TRANSITION TO RENEWABLE RESOURCES AND ENERGY
Puget Sound Sage
In order for humanity to survive climate change, we must transition away from an extractive, fossil-fuel based economy towards a human-centered economy powered by renewable energy. Puget Sound Sage knows that the expertise, decision-making, and leadership of Indigenous, Black, Brown, and low-income communities are critical to the success of the effective policy-making needed to guide our region through these transformative times.
Puget Sound Sage conducted authentic outreach to hear directly from hundreds of community members about climate change, renewable energy, transportation, housing, utilities, and more.
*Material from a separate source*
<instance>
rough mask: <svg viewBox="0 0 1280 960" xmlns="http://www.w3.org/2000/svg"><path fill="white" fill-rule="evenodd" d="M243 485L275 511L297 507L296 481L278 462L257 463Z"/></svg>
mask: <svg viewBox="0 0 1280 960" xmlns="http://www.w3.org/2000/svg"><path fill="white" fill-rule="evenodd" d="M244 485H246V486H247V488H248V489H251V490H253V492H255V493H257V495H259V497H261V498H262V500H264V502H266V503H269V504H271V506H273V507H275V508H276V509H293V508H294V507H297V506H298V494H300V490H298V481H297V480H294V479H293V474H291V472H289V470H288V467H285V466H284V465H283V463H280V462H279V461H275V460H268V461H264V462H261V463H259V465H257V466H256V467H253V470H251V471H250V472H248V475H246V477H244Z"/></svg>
Their report, Powering the Transition: Community Priorities For a Renewable and Equitable Future, is a compilation and analysis of what they learned about our community’s top energy policy priorities.
One of these priorities is the need to make large-scale new investments in public infrastructure that promote carbon emissions reduction, support good, family wage jobs, and provide a direct benefit to Black, Indigenous, people of color, and low-income households, as well as people with disabilities. The challenges of the COVID pandemic required that immediate safety nets be put in place. Puget Sound Sage is also focused on what comes next: collective action and crafting policy that will lead us towards a regenerative, people-centered economy.